Many approximations for T[n]64,65,66, have been described in the literature- Thomas-Fermi (TF), Kirzhnits gradient correction (TFK)65, von Weizsäcker funtional (vW)64, Perrot functional66 to name a few. Most of these models are based on an extension of the TF functional

$${T}_{{\rm{T}}F}[n]=\frac{\sqrt{2}}{{\pi }^{2}{\beta }^{\mathrm{5/2}}}\int d{\bf{r}}\,[\alpha {I}_{\mathrm{1/2}}(\alpha )-\frac{2}{3}{I}_{\mathrm{3/2}}(\alpha )],$$


$${I}_{p}={\int }_{0}^{\infty }\frac{{x}^{p}}{1+{e}^{x-\alpha }}dx$$

is the Fermi-Dirac integral of order p, \(\alpha (r)\) is the chemical potential normalized with the k B T and the electron density is given by

$$n({\bf{r}})=\frac{\sqrt{2}}{{\pi }^{2}{\beta }^{\mathrm{3/2}}}{I}_{\mathrm{1/2}}[\alpha ({\bf{r}}\mathrm{)].}$$

We consider here the functional form for an electron gas based on the TF functional with the finite-temperature Kirzhnits gradient correction (TFK)65:

$${T}_{{\rm{T}}FK}[n]={T}_{{\rm{T}}F}[n]+\gamma \frac{3\sqrt{2}{\pi }^{2}}{8}{\beta }^{\mathrm{3/2}}\int d{\bf{r}}\frac{I{\text{'}}_{-\mathrm{1/2}}(\alpha )}{{I}_{-\mathrm{1/2}}^{2}(\alpha )}|\nabla n{|}^{2}+\cdots .$$

Here, we introduced a coefficient γ that allows to capture a variety of results.

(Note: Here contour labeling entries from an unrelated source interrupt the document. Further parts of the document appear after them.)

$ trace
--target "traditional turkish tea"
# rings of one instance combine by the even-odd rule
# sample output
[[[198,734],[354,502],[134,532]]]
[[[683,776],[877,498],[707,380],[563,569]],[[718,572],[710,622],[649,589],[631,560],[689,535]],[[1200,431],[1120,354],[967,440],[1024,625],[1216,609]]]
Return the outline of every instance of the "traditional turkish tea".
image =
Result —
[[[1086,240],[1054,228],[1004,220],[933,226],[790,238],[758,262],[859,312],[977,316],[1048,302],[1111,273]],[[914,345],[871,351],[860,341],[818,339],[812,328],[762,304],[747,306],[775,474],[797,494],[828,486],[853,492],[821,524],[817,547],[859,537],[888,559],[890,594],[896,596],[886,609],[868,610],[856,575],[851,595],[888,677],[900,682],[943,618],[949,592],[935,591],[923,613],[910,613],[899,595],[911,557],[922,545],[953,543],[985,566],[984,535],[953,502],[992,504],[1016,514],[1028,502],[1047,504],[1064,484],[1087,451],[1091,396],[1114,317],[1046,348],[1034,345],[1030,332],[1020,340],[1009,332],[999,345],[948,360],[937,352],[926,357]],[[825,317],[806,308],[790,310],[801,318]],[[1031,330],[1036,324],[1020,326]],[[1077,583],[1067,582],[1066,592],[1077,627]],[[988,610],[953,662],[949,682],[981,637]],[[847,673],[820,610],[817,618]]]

First, the systematic gradient expansion of Kirzhnits yields the prefactor γ = 1/9. Second, the von Weizsäcker result follows by a partial integration and γ = 1. The assumption in this gradient-correction expansion is that the error made by neglecting the third- and higher-order terms is very small. For high-density plasmas, interface-mixing problems or shock structures in which temperature and density gradients can be large, this expansion ceases to be valid. In such circumstances, it may be important to include higher-order terms for the thermal terms through higher gradient corrections q in the TFK functional. The non-interacting free-energy functional T[n] can also be expressed in terms of the Lindhard function, which is exactly known, instead of using OFDFT66,67. Let us now show the connection between DFT and the Bohm description. The functional derivative of the kinetic energy functional (17) is given by20

$$\frac{\delta {T}_{{\rm{T}}FK}}{\delta n}=\frac{\alpha (r)}{\beta }+\gamma \frac{3\sqrt{2}{\pi }^{2}}{8}{\beta }^{\mathrm{3/2}}\,[\xi ^{\prime} (\alpha )|\nabla n{|}^{2}+2\xi (\alpha ){\nabla }^{2}n],$$

where \(\xi (\alpha )={I^{\prime} }_{-\mathrm{1/2}}(\alpha )/{I}_{-\mathrm{1/2}}^{2}(\alpha )\), its derivative with respect to the density is denoted \({\xi }^{\text{'}}(\alpha )\). The first term of (18) is the Fermi pressure while the second term corresponds to the generalized Bohm potential in the finite-temperature regime, revealing the underlying connection between DFT and the Bohm description. The connection between DFT and the Bohmian picture has recently been discussed in a paper by Stanton and Murillo20 where a Kirzhnits65 correction was used to get the “Bohm” term quite generally.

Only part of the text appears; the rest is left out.